ICS Magazine

Northeast Homes Face Heating Cost Surge

February 6, 2003
NEW YORK (Reuters) - Homeowners in the U.S. Northeast can expect another big rise in winter heating costs, as tightening supplies forced a dramatic price jump in the New York Harbor cash market on Thursday.

New York Harbor heating oil prices in the cash market, which reflects wholesale prices, jumped some 10 percent to hit $1.15 a gallon on Thursday after a government report showed a steep fall in stored fuel supplies last week.

"It's going to be a domino effect -- high differentials increase costs to suppliers, which increases costs to consumers," said John Maniscalco, executive vice president of the New York Oil Heating Association.

Residential heating fuel prices have already risen to $1.54 per gallon, up some 27.9 cents per gallon since October, the Energy Information Administration (EIA) said on Wednesday. Prices are 37.2 cents per gallon higher than last year at this time.

"It's not just an oil crisis, it's an energy crisis. Whether you use heating oil or natural gas, you're going to have to pay more," Maniscalco added.

Fuel supplies were depleted in recent weeks as an Arctic blast in the U.S. Northeast stoked heating demand in January. A two-month strike in Venezuela has also cut exports from a country which usually supplies 13 percent of U.S. crude and refined product imports.

U.S. refiners have cut back production as the lack of supply edges crude oil prices close to their highest level in two years, slashing profit margins on oil products. Government data indicate crude oil input into U.S. refineries has fallen 1.2 million barrels per day in the last three weeks.

New England supplies of distillate fuel, which include heating oil, were 39 percent below the five-year average as of Jan. 31, the EIA reported.

In the mid-Atlantic region, which extends south from New York to Maryland and Delaware, distillate supplies are 17 percent below five-year averages.

The New England Fuel Institute, which represents more than 1,100 heating oil companies, said on Thursday it will ask the U.S. Department of Energy for a release of emergency reserves due to tight heating oil supplies.

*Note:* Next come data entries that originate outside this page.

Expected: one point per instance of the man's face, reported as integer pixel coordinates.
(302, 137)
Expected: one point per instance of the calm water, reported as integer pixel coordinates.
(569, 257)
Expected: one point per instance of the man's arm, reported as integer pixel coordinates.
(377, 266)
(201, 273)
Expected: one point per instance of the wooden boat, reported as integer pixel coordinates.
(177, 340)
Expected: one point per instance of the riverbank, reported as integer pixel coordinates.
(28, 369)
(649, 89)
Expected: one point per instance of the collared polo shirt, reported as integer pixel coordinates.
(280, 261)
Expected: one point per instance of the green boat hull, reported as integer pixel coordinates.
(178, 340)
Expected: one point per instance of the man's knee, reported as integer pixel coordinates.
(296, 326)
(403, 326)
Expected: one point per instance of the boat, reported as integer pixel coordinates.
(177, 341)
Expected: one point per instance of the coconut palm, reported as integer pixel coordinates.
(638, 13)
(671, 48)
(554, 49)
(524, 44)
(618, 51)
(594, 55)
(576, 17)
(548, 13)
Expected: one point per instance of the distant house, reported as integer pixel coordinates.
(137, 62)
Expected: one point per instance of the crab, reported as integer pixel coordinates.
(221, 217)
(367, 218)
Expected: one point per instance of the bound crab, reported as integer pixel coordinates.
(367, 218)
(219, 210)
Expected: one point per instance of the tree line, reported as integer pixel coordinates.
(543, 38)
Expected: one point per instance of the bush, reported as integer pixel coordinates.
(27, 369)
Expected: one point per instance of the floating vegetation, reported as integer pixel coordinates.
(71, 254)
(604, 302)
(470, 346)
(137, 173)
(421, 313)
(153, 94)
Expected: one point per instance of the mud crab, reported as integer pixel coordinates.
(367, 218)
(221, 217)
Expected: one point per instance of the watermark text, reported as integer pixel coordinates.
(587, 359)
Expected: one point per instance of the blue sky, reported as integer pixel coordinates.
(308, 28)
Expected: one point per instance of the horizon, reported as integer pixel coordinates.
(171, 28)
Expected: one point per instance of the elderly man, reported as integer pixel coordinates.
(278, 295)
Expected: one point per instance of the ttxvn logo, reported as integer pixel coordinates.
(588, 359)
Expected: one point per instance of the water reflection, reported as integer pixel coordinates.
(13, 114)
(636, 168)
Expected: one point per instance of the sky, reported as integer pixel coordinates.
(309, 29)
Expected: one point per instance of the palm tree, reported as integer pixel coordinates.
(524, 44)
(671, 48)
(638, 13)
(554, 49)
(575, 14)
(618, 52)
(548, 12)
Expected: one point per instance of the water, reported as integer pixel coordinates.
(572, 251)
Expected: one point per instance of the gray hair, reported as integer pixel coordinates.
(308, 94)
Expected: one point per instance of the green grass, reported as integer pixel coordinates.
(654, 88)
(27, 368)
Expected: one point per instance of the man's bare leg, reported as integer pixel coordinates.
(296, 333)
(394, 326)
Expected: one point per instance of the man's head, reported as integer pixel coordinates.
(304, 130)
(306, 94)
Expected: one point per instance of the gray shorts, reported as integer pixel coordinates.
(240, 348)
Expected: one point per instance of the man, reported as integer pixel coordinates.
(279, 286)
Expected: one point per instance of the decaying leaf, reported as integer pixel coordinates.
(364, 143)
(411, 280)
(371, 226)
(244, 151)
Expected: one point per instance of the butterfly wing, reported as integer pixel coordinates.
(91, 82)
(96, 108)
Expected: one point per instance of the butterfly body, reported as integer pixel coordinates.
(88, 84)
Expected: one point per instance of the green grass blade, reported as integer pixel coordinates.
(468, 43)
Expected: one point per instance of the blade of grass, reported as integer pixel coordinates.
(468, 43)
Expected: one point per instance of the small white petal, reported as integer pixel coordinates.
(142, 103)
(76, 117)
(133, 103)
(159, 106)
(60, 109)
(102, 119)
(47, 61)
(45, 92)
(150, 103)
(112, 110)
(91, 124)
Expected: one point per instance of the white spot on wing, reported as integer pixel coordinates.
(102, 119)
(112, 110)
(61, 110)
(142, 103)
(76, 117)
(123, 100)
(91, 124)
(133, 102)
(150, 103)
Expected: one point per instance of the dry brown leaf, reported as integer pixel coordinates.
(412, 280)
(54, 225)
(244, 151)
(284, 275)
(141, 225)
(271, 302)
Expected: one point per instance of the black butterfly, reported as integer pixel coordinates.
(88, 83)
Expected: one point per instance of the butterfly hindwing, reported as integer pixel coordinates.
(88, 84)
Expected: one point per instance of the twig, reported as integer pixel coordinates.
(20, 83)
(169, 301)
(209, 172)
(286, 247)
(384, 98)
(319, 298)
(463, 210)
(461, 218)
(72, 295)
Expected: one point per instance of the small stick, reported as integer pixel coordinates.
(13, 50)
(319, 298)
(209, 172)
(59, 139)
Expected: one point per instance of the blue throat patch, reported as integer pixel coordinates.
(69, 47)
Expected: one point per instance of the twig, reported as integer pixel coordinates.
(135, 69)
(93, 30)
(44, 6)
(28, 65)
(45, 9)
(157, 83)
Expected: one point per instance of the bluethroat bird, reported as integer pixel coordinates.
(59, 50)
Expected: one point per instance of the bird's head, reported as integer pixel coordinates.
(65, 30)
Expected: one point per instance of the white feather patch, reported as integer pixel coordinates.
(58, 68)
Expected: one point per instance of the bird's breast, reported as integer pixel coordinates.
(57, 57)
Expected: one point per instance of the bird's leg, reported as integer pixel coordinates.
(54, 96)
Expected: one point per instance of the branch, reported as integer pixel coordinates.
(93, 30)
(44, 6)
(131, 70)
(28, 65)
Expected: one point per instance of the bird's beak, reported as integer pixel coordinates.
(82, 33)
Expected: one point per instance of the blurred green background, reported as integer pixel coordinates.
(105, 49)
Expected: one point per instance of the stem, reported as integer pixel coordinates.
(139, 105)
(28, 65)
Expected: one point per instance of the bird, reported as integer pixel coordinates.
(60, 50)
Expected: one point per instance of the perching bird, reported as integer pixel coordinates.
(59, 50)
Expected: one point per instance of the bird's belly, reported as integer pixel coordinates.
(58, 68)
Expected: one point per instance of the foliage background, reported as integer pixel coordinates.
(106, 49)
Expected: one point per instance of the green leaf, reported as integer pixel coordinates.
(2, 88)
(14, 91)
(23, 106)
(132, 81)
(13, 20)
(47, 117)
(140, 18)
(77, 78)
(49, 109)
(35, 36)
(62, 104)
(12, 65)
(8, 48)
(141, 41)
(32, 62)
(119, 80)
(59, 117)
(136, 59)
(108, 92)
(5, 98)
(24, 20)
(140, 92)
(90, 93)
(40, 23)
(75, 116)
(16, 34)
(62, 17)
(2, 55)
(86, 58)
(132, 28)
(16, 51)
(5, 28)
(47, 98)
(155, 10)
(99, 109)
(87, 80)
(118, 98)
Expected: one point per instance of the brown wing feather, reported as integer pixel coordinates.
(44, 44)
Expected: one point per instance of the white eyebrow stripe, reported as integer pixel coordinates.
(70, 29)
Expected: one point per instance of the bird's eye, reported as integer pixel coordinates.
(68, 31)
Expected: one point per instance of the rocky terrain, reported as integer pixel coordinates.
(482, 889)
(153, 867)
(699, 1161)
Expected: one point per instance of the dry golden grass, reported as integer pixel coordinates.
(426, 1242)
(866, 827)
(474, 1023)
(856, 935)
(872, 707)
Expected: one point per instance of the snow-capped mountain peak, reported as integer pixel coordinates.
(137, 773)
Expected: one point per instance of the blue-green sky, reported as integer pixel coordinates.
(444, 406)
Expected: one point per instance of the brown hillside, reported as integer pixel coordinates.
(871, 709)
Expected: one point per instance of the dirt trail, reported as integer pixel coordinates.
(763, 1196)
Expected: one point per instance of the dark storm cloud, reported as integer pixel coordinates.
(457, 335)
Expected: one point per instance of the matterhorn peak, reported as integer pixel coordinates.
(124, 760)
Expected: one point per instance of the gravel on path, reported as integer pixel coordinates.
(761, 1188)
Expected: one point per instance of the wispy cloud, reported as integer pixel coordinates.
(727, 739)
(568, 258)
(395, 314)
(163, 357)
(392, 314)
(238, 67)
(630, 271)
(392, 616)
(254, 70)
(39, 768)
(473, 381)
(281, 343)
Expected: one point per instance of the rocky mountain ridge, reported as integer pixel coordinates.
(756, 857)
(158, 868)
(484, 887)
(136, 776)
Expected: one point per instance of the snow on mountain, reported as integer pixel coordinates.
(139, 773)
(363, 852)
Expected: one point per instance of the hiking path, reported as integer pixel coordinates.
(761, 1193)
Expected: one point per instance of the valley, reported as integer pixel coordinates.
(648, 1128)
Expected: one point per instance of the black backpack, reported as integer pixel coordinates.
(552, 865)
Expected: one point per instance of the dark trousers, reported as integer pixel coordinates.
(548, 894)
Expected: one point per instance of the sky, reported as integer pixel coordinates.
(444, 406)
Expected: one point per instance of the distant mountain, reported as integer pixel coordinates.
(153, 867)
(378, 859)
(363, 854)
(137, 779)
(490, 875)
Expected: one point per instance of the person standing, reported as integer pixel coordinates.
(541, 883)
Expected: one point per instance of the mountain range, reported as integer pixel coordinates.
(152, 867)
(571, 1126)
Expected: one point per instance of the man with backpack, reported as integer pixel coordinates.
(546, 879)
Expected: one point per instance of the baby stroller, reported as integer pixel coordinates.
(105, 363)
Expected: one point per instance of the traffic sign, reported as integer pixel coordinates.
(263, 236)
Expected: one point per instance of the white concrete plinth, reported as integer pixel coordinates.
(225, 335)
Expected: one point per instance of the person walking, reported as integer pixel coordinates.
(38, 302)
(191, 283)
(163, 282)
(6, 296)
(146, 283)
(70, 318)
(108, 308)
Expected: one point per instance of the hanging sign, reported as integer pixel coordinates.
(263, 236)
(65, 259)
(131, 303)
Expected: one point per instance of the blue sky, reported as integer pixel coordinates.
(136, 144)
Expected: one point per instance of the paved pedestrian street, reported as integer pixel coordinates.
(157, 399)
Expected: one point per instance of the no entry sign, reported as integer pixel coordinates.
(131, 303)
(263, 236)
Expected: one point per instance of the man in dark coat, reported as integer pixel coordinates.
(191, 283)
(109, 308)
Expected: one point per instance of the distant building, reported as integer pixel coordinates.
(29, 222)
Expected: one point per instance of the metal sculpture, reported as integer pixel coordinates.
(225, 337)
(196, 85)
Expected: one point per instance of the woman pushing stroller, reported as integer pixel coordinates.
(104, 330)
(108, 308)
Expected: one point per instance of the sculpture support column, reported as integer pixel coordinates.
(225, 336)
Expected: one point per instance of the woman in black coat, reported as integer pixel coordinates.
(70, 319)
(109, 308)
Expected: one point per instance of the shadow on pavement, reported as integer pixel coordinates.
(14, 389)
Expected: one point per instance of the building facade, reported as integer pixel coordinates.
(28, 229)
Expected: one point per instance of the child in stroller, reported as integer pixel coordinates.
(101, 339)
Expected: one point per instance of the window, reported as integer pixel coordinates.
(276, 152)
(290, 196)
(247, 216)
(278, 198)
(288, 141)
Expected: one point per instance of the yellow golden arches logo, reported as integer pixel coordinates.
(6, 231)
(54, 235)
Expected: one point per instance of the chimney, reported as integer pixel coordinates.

"Whether you call it a crisis or a concern, whatever label you give it, prices are high and stocks are low," said EIA senior oil market analyst Doug MacIntyre.

Demand for distillate fuels has also risen as prices for alternatives such as natural gas creep higher. Utility companies buy heating oil and harder-to-produce jet kerosene to run power plants when natural gas prices become prohibitively expensive.